Baca Juga :  Kades Jangan Takut Gunakan Dana Desa 

Hal ini berdasarkan kesepakatan bersama yang telah diputuskan dalam rapat sebelumnya dengan PPK dan pihak terkait lainnya yang terlibat dalam proyek ini. Dalam rapat evaluasi itu, baru PPK bisa menentukan sikap terkait dengan kelanjutan proyek itu.

Tapi nyatanya, rapat yang dimaksud itu tidak pernah dilaksanakan. “Malah secara tiba-tiba kami selaku pihak penyedia diberikan surat pemutusan kontrak,  tanp ada ada alasan yang jelas. Dan kami juga sampai saat ini tidak pernah menerima pembayaran uang muka. Termasuk juga realisasi permohonan pembayaran (MC) yang telah kami ajukan sebelumnya,” kata dia.
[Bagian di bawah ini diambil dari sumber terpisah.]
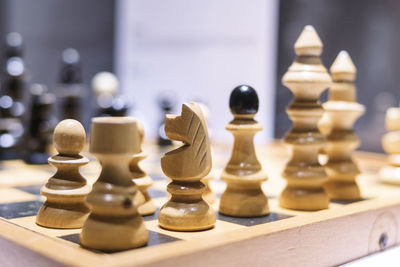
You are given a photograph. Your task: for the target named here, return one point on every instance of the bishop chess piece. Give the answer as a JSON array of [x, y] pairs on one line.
[[108, 102], [186, 166], [141, 179], [391, 144], [70, 89], [114, 223], [40, 125], [243, 174], [307, 78], [342, 111], [66, 190]]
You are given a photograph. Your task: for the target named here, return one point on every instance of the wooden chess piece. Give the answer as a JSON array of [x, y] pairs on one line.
[[142, 180], [114, 223], [307, 78], [243, 174], [66, 190], [342, 112], [186, 166], [391, 144]]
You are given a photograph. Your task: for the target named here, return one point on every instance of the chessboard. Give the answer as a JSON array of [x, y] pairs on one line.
[[345, 231]]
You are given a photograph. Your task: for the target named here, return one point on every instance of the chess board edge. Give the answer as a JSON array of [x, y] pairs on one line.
[[327, 237]]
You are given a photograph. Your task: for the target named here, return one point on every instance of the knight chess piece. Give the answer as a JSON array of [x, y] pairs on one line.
[[114, 223], [307, 78], [243, 174], [142, 180], [186, 166], [66, 190], [391, 144], [342, 111]]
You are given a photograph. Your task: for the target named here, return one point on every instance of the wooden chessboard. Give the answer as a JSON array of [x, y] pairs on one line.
[[344, 232]]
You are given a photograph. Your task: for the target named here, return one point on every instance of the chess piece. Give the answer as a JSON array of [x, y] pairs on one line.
[[166, 104], [342, 112], [307, 78], [186, 166], [70, 89], [40, 125], [114, 223], [142, 180], [12, 100], [66, 189], [108, 103], [391, 144], [243, 174]]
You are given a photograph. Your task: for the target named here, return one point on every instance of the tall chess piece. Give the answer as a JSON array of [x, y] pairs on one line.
[[186, 166], [40, 125], [243, 174], [12, 98], [342, 111], [307, 78], [70, 89], [391, 144], [141, 179], [66, 190], [114, 223]]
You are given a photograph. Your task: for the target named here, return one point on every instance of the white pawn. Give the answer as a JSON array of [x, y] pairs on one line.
[[66, 189]]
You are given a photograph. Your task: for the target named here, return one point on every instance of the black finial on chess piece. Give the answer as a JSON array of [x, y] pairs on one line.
[[243, 100]]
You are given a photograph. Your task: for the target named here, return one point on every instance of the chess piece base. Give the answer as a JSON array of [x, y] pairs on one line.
[[307, 199], [343, 190], [390, 175], [114, 234], [62, 216], [178, 216]]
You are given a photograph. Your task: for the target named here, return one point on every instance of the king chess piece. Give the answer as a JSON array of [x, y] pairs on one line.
[[342, 111], [114, 223], [186, 166], [66, 190], [243, 174], [307, 78]]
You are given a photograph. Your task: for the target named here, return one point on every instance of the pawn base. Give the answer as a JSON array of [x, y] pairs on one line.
[[306, 199], [338, 190], [62, 216], [114, 233], [178, 216]]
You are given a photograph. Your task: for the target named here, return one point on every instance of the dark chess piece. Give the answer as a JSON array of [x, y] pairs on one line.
[[71, 90], [108, 102], [167, 104], [40, 125], [12, 107]]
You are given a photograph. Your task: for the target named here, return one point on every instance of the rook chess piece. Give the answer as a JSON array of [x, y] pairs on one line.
[[141, 179], [243, 174], [391, 145], [307, 78], [342, 112], [66, 190], [186, 166], [114, 223]]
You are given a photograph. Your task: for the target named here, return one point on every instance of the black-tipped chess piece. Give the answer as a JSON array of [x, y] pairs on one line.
[[71, 91], [243, 100], [166, 103], [12, 98], [40, 125]]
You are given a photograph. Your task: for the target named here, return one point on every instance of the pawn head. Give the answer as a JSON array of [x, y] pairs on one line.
[[243, 100], [69, 137]]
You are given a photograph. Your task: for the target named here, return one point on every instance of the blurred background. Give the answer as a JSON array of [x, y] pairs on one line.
[[165, 53]]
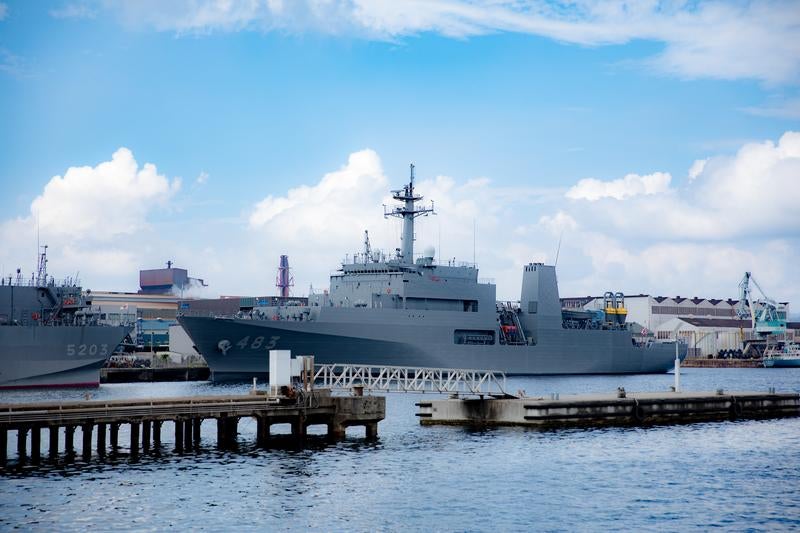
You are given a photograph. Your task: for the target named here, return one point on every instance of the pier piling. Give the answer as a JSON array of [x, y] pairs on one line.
[[196, 430], [146, 417], [69, 440], [156, 434], [187, 434], [134, 438], [101, 439], [53, 444], [114, 435], [22, 442], [262, 430], [36, 443], [146, 424], [178, 434], [86, 448]]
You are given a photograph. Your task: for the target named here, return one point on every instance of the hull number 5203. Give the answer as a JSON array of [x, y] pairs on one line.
[[92, 350]]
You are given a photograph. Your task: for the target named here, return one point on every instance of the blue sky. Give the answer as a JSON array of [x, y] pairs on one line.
[[263, 101]]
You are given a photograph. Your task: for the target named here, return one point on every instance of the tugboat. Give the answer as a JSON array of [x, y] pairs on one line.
[[786, 355], [47, 339], [407, 311]]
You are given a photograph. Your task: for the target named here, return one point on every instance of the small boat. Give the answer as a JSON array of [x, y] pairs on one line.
[[783, 356]]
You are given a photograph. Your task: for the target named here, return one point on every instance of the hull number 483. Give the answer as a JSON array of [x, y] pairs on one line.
[[257, 343]]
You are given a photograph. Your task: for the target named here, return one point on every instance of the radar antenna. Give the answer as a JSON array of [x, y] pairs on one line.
[[41, 271], [408, 212], [367, 248]]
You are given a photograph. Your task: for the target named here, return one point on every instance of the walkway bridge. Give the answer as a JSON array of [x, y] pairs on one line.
[[411, 379]]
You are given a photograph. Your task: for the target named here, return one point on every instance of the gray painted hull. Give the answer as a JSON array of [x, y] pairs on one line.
[[559, 351], [55, 356]]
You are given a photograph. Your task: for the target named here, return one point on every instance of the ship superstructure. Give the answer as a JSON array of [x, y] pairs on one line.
[[47, 337], [398, 310]]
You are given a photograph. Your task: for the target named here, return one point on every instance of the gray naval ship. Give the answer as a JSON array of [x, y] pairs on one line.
[[47, 339], [397, 311]]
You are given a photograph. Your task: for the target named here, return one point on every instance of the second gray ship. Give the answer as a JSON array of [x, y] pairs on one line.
[[48, 338], [397, 311]]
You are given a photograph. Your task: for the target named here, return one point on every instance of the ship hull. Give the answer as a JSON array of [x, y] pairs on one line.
[[779, 362], [238, 349], [55, 356]]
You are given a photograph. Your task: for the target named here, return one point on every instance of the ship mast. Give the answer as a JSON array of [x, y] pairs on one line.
[[408, 212]]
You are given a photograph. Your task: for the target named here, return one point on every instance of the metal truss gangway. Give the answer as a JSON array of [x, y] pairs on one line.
[[412, 379]]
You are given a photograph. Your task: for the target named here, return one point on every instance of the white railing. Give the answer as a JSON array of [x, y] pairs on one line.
[[410, 379]]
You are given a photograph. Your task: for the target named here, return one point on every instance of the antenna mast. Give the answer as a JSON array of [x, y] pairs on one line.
[[285, 279], [408, 212], [41, 271]]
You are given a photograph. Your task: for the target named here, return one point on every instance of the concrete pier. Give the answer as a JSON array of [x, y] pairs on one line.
[[620, 409], [145, 418]]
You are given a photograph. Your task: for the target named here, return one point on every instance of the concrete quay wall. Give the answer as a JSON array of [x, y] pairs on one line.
[[597, 410]]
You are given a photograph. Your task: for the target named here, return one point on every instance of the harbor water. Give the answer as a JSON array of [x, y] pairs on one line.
[[730, 475]]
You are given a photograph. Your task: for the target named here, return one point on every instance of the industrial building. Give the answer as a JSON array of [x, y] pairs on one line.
[[710, 326]]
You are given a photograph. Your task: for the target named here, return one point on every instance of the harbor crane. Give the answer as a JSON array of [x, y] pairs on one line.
[[768, 317]]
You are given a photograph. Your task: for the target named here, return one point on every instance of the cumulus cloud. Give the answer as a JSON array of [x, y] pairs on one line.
[[104, 201], [750, 39], [631, 185], [319, 224], [697, 168], [788, 108], [95, 219], [750, 194], [74, 10], [735, 213]]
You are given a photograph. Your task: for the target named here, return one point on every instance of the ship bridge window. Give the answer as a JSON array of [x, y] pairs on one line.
[[473, 336]]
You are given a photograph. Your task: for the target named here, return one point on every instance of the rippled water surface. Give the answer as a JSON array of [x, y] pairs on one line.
[[727, 475]]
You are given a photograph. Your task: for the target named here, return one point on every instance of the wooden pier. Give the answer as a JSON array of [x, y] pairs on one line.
[[620, 409], [99, 421]]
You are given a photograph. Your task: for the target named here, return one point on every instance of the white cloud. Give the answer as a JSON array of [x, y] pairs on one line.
[[739, 213], [736, 213], [74, 10], [788, 108], [751, 194], [104, 201], [756, 40], [631, 185], [95, 220], [697, 168], [316, 225], [558, 223]]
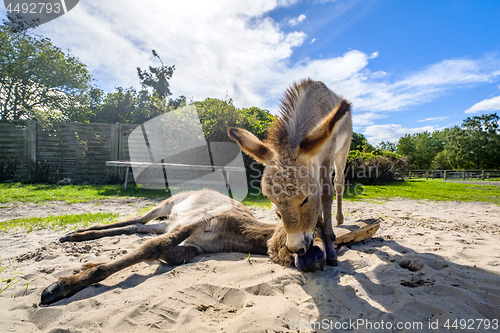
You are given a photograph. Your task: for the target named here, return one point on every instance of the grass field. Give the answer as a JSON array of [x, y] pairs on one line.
[[416, 189], [60, 222]]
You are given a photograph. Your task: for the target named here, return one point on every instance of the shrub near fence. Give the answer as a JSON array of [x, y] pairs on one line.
[[73, 150]]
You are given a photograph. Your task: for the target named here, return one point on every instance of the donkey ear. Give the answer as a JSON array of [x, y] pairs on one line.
[[313, 141], [251, 145]]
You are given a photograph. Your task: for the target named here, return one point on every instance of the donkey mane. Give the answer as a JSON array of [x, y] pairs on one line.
[[294, 121]]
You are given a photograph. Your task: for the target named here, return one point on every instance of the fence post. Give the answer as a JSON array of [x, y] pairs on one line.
[[31, 140], [115, 140]]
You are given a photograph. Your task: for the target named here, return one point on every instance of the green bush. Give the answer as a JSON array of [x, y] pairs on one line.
[[374, 167]]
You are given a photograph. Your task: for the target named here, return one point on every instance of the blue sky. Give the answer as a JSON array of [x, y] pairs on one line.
[[407, 66]]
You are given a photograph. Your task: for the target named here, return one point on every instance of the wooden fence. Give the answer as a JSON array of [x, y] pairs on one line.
[[74, 150]]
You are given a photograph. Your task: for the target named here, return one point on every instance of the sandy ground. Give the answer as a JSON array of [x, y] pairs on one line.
[[431, 263]]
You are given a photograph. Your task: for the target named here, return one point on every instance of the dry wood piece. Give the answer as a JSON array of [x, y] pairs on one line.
[[360, 230]]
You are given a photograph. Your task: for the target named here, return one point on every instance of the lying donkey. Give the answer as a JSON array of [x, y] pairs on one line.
[[202, 221]]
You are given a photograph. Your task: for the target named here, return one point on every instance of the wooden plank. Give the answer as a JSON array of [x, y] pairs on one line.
[[172, 166]]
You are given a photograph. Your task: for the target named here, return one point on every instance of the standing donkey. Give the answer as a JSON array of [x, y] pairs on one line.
[[311, 136]]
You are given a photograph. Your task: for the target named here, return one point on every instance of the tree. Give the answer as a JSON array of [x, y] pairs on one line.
[[476, 144], [387, 146], [257, 121], [36, 76], [157, 78]]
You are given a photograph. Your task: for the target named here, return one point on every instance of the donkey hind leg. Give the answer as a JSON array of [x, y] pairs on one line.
[[130, 226], [315, 258], [156, 248], [327, 196]]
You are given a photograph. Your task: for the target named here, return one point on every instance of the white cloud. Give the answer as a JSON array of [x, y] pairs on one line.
[[366, 118], [235, 48], [296, 20], [492, 104], [433, 119], [391, 132]]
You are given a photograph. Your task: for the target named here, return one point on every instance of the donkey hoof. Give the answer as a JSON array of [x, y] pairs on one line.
[[331, 258], [313, 260], [52, 293], [332, 262]]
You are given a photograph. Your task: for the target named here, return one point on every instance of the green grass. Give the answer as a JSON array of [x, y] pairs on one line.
[[60, 222], [37, 193], [419, 189]]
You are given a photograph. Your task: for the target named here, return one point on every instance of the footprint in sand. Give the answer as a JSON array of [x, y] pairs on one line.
[[411, 265]]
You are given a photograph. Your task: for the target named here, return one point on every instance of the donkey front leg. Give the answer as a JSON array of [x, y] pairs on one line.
[[327, 196], [153, 249], [130, 226]]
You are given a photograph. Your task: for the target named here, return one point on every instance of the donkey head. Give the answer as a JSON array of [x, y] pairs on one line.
[[291, 179]]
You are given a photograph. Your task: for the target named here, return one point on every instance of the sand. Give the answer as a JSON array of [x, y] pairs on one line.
[[431, 263]]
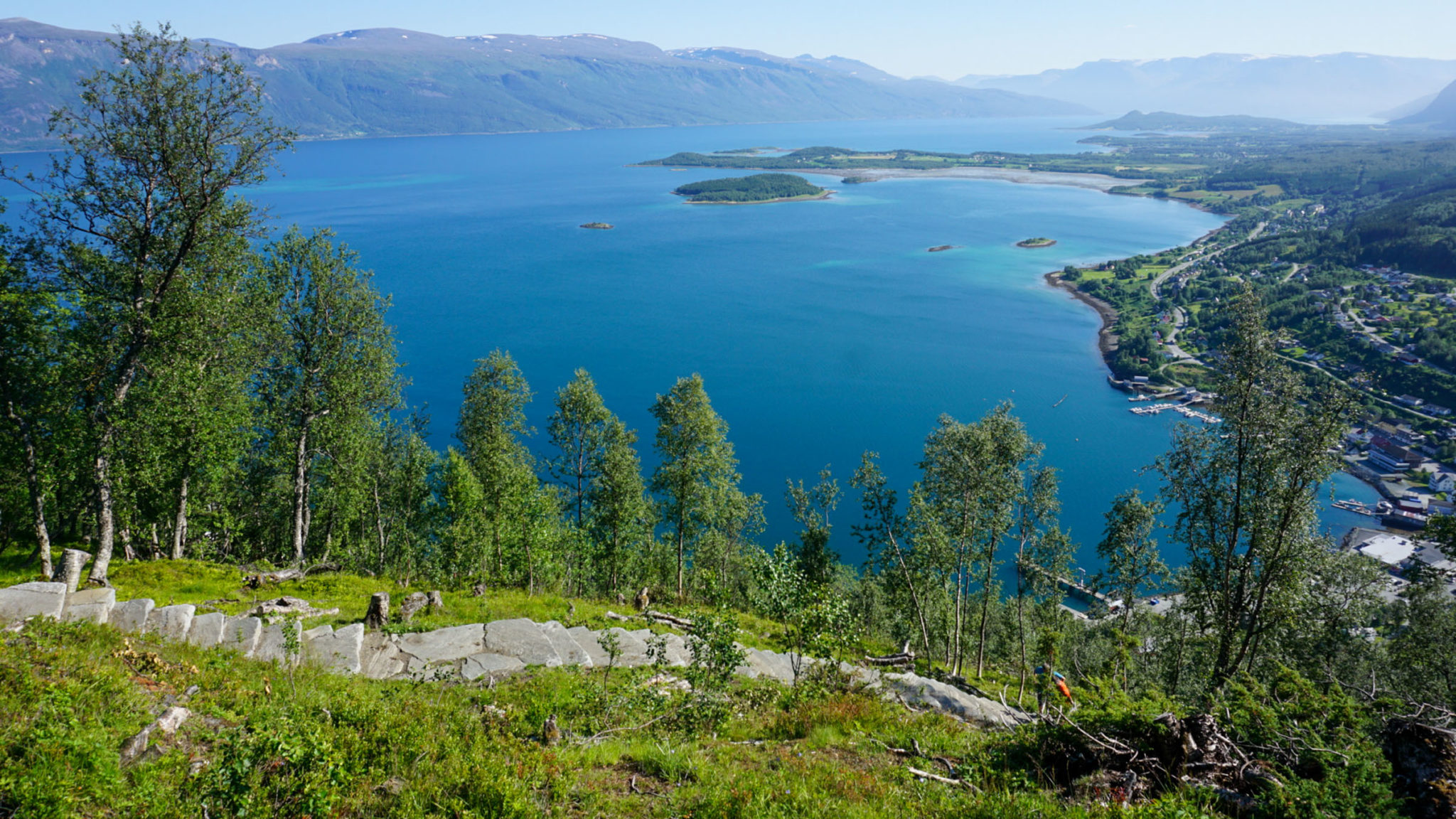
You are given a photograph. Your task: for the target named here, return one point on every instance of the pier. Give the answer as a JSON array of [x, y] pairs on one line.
[[1181, 408]]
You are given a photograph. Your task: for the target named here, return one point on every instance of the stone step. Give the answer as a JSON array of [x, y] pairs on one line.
[[569, 652], [91, 605], [33, 599], [490, 651]]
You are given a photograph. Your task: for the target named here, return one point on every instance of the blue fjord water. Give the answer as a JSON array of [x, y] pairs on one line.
[[820, 328]]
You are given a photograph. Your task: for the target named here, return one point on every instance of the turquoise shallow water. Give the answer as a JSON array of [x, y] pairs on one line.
[[822, 328]]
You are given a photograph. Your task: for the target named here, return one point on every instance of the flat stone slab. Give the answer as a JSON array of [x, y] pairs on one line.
[[132, 616], [91, 605], [207, 630], [678, 652], [336, 651], [569, 652], [171, 623], [380, 658], [633, 651], [587, 641], [33, 599], [271, 645], [488, 665], [242, 634], [924, 692], [771, 663], [522, 638], [443, 645]]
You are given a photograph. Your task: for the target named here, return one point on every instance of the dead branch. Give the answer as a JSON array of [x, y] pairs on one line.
[[939, 778]]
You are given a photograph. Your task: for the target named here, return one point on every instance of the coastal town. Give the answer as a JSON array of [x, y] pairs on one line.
[[1379, 331]]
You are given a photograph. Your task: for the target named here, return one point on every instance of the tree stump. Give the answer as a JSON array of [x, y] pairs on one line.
[[412, 605], [70, 569], [378, 616]]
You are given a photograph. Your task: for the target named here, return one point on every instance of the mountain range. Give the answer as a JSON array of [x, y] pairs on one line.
[[1329, 86], [1439, 115], [392, 82]]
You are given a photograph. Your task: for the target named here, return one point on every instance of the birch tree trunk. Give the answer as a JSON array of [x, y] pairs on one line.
[[179, 525]]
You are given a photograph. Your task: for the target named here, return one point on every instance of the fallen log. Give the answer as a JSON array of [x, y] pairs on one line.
[[668, 619]]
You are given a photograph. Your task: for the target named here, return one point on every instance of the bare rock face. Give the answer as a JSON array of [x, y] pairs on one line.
[[91, 605], [440, 646], [274, 646], [491, 666], [587, 641], [171, 623], [70, 569], [633, 651], [289, 606], [166, 724], [33, 599], [1423, 761], [925, 692], [569, 652], [380, 658], [207, 630], [520, 638], [242, 634], [132, 616], [337, 651]]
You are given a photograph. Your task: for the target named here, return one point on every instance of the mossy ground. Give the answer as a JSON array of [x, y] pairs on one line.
[[269, 742]]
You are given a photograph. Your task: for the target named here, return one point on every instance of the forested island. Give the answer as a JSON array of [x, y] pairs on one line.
[[210, 414], [751, 190]]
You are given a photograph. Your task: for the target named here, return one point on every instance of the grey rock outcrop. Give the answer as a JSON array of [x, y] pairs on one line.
[[338, 651], [444, 645], [274, 648], [242, 634], [70, 569], [171, 623], [380, 658], [91, 605], [925, 692], [132, 616], [522, 638], [207, 630], [633, 651], [476, 652], [488, 665], [587, 641], [567, 648], [33, 599]]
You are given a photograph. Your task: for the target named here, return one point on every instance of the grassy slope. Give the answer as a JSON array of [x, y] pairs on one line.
[[267, 742]]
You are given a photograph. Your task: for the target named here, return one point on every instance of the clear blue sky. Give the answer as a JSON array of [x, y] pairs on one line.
[[918, 37]]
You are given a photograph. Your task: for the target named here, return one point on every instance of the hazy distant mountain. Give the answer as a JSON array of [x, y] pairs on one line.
[[1329, 86], [1440, 114], [1406, 108], [1167, 122], [390, 82]]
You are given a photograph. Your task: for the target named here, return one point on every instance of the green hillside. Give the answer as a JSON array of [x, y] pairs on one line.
[[390, 82]]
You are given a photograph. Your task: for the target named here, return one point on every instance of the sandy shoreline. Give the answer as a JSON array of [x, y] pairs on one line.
[[804, 198], [1094, 181], [1106, 340]]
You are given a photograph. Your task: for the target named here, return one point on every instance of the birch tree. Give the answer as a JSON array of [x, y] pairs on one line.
[[331, 368], [133, 209]]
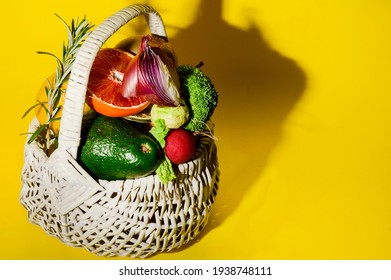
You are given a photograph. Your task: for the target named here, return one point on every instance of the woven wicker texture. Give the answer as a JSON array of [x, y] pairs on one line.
[[135, 218]]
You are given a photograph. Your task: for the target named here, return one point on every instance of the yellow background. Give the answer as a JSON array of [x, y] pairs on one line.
[[304, 122]]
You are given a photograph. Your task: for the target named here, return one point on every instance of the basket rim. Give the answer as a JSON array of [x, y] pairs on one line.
[[71, 120]]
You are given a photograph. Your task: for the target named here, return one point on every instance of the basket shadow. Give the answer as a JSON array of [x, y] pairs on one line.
[[258, 87]]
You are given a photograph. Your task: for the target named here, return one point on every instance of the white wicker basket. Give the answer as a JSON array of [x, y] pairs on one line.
[[134, 218]]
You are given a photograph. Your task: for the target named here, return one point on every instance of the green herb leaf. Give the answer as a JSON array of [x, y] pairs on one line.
[[159, 131]]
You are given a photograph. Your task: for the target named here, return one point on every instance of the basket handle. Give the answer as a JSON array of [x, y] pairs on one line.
[[70, 129]]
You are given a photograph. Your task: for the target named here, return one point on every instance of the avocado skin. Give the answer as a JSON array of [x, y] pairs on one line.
[[113, 149]]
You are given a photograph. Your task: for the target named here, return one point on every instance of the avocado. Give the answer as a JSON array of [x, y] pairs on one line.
[[114, 149]]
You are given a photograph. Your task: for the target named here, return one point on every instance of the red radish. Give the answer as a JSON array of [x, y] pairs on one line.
[[180, 145]]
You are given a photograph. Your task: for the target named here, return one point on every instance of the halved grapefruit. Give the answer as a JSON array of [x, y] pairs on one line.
[[104, 93]]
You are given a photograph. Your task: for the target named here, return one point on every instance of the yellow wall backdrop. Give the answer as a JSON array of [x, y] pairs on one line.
[[304, 122]]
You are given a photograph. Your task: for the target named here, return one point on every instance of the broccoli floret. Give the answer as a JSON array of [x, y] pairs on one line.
[[199, 94]]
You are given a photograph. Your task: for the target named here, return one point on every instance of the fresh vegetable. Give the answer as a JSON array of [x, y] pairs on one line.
[[174, 117], [152, 73], [105, 84], [164, 171], [50, 105], [200, 95], [180, 145], [113, 149]]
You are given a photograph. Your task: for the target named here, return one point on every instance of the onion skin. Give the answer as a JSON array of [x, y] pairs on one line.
[[152, 73]]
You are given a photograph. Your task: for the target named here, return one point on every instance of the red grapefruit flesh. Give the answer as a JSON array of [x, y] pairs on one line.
[[104, 93]]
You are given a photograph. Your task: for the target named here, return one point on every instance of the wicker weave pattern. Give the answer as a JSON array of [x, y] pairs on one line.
[[137, 217]]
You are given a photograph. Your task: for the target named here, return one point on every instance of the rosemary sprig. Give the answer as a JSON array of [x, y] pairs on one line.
[[77, 33]]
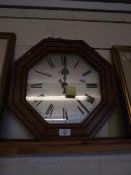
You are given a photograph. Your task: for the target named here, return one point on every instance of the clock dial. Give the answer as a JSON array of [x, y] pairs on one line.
[[63, 88]]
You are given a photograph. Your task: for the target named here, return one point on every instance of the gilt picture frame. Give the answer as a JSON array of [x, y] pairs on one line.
[[122, 60], [7, 44]]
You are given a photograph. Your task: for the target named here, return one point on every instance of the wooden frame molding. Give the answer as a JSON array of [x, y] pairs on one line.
[[7, 44], [122, 61]]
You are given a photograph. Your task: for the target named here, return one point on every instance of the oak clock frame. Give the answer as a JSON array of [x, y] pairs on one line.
[[32, 120]]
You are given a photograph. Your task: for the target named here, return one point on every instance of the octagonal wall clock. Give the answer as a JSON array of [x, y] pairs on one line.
[[62, 89]]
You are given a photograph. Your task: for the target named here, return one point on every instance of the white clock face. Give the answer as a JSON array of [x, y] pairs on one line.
[[63, 88]]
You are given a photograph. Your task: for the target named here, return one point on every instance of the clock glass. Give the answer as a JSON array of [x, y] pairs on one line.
[[63, 88]]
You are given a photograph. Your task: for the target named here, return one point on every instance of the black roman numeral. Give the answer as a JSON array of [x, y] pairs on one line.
[[86, 73], [37, 102], [91, 85], [75, 66], [65, 115], [64, 60], [38, 85], [90, 99], [49, 110], [49, 61], [82, 106]]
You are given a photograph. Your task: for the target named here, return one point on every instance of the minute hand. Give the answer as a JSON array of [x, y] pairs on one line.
[[64, 72]]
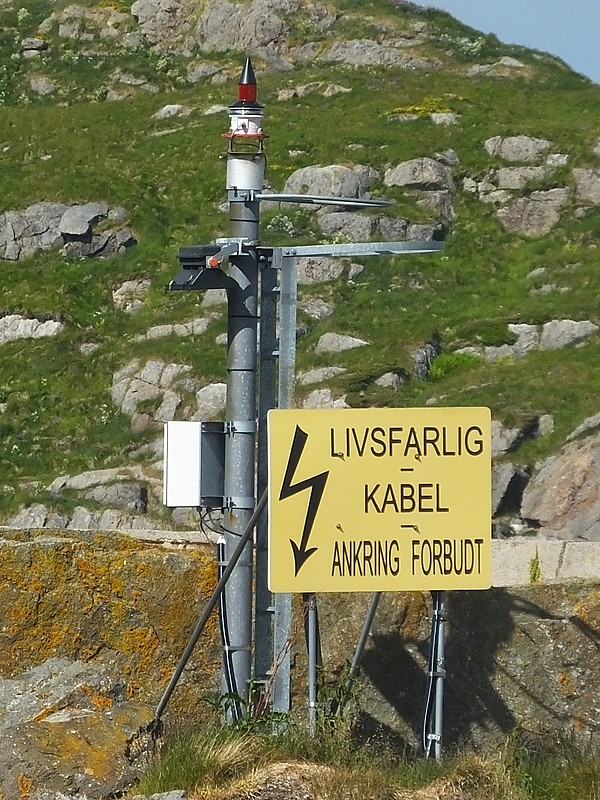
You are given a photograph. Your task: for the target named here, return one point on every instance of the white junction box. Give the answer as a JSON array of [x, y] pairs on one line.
[[194, 458]]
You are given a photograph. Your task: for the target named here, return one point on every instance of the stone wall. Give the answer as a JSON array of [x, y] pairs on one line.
[[115, 612]]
Yang sangat disesalkan, PPK tidak memberikan alasan yang utuh terkait apa yang menjadi alasan dilakukan pemutusan kontrak sepihak, seperti yang  telah ditentukan dalam syarat-syarat umum kontrak (SSUK). Namun itu tidak disampaikan, sehingga jelas akan berdampak negatif terhadap mereka selaku penyedia pekerjaan.

“Jadi PPK ini,   tidak memahami apa yang menjadi hak dan kewajibannya. Termasuk kewajiban PPK ke kami. Seperti membayar ganti rugi, melindungi dan membela penyedia pekerjaan terhadap tuntutan hukum dan lainnya,” lanjut dia.

Berbagai persoalan yang terjadi dalam proyek ini, itu semua disebabkan karena kecerobohan dan pelanggaran kontrak yang dilakukan PPK. Karena  apa yang menjadi hak  kontraktor, sama sekali tidak pernah dipenuhi. Termasuk kewajibannya untuk memberikan kompensasi atas keterlambatan pembayaran terhadap pengerjaan yang telah mereka lakukan.

“Jadi PPK ini sama sekali tidak memaknai dan memahami jenis kontrak yang telah kita sepakati bersama,” kata Tohri.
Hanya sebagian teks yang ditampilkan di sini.